En este sentido, a propósito de la publicación del ensayo Constitución de Alemania (1802), Hegel ya se había preguntado cómo Alemania podía convertirse en un verdadero Estado. Hegel encontraba una escisión entre el espíritu de Alemania y el estado real de la política alemana, una divergencia que se convertía en causa de pesimismo, frustración, y a la postre insustancialidad. Unos sentimientos que llevaron al pueblo alemán a buscar con denuedo la objetivización y materialización de su “Espíritu”, con las funestas consecuencias que todos conocemos en los dos siglos posteriores.

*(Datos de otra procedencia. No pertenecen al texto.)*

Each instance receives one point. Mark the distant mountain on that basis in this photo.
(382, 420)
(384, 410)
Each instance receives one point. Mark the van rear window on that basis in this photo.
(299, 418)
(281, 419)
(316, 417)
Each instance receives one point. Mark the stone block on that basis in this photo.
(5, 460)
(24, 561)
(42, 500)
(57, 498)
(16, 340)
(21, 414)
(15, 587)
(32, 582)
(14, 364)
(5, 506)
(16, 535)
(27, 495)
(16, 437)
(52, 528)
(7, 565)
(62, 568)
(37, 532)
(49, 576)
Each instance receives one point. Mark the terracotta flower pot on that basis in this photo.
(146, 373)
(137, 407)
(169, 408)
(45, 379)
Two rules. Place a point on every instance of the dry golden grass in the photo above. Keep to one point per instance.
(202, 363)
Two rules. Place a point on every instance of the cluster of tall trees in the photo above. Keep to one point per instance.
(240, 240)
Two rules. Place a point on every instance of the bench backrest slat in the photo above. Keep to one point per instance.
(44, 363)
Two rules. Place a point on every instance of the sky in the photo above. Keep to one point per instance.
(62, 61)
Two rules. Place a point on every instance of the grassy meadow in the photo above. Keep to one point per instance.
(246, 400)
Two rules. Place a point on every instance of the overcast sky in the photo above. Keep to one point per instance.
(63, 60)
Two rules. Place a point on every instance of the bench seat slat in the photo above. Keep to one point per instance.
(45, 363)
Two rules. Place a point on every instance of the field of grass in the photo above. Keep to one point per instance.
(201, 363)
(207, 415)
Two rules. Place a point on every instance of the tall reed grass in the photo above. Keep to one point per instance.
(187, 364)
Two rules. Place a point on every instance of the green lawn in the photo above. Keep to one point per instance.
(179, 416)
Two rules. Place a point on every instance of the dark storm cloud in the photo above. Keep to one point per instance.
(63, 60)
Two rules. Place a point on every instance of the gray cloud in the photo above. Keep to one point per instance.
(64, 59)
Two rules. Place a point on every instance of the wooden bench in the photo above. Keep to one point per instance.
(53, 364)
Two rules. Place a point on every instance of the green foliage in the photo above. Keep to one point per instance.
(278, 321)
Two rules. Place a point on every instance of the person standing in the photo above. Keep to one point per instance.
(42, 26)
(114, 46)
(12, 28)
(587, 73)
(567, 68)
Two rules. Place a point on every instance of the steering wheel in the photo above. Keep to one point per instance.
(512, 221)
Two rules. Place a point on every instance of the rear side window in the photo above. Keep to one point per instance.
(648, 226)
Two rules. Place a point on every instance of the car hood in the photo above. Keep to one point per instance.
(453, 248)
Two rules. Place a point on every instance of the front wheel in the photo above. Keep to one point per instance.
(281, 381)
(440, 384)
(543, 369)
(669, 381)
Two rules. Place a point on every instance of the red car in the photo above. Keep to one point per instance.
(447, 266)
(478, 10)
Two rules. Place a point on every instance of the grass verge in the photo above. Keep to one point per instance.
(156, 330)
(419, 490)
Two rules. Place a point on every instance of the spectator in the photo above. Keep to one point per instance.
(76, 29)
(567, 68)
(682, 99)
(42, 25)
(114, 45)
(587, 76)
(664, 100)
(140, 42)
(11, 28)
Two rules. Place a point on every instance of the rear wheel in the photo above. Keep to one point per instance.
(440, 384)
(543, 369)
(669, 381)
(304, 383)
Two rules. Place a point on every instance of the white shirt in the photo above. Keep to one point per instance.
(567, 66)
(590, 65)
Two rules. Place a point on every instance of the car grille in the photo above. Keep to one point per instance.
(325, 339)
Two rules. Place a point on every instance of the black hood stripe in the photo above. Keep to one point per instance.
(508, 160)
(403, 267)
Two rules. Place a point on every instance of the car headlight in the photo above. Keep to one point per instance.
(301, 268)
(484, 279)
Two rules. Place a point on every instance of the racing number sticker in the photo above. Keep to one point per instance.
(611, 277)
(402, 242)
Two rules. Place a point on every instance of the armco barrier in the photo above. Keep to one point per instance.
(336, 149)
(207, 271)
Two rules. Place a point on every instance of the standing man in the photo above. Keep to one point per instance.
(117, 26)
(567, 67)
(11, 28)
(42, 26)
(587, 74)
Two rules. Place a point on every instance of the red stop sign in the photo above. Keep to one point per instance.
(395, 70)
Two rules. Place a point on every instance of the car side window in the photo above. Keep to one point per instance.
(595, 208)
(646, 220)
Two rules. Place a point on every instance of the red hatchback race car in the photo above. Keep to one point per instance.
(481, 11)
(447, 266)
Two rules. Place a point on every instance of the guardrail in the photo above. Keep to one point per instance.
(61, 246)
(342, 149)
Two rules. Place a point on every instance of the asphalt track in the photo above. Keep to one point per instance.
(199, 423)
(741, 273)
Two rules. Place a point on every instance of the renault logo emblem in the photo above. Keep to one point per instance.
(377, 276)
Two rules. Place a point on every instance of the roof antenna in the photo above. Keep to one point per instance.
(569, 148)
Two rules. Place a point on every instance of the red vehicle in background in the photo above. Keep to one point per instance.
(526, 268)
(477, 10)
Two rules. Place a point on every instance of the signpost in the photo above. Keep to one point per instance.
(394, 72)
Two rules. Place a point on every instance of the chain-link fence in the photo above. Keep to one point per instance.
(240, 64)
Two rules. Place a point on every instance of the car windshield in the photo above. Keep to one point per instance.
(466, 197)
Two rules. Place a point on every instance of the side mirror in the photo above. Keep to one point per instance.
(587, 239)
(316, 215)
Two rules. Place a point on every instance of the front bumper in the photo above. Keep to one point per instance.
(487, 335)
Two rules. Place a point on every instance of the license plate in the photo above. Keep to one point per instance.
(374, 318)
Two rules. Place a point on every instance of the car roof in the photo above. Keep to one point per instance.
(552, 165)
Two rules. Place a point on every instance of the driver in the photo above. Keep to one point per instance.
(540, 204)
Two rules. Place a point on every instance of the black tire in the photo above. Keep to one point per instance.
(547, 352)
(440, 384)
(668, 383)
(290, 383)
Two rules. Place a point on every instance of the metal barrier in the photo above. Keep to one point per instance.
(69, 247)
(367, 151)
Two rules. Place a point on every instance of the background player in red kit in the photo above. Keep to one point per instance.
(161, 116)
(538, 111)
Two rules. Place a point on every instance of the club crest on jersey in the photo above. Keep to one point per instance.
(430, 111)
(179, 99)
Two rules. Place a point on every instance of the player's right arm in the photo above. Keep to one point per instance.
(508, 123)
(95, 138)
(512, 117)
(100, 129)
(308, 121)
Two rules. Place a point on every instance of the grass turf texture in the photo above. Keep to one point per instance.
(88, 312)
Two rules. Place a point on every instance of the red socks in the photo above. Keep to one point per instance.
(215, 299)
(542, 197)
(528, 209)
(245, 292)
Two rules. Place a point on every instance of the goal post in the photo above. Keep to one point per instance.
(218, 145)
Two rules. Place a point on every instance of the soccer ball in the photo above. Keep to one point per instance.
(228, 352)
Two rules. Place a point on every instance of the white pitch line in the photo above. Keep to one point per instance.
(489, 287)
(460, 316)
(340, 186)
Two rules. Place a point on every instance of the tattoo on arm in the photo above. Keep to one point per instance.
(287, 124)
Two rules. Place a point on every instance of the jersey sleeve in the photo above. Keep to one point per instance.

Como afirma George Sabine, en su Historia de la Teoría Política (FCE, 2013), culturalmente los alemanes constituyen una nación, pero nunca han aprendido la lección de subordinar la parte al todo, porque el Imperio no tiene poder salvo el que le otorgan las partes. Y en efecto, las sucesivas pretensiones imperiales de Alemania no han tenido continuidad ni viabilidad. Han sido proyectos impotentes, fracasados desde su unificación en 1871. El ímpetu y fuerza constante de Alemania y su encaje con el resto de potencias europeas, principalmente Francia, ha sido una fuente de problemas irresolubles para Europa. De hecho, como recoge Sabine en la obra antes mencionada, Hegel “ponía sus esperanzas acerca de la unificación y modernización de Alemania en la aparición de un gran líder militar (…) que se identificara con la unidad nacional alemana como causa moral” porque “es en la guerra más que en la paz donde un estado muestra su calidad y se eleva a la altura de su potencialidad” (p. 481). Hegel ya estaba entonces firmemente convencido de que la modernización de Alemania exigiría una era de sangre y fuego, que es lo que a la postre traería Alemania para sí y para el resto de Europa de forma activa y recurrente.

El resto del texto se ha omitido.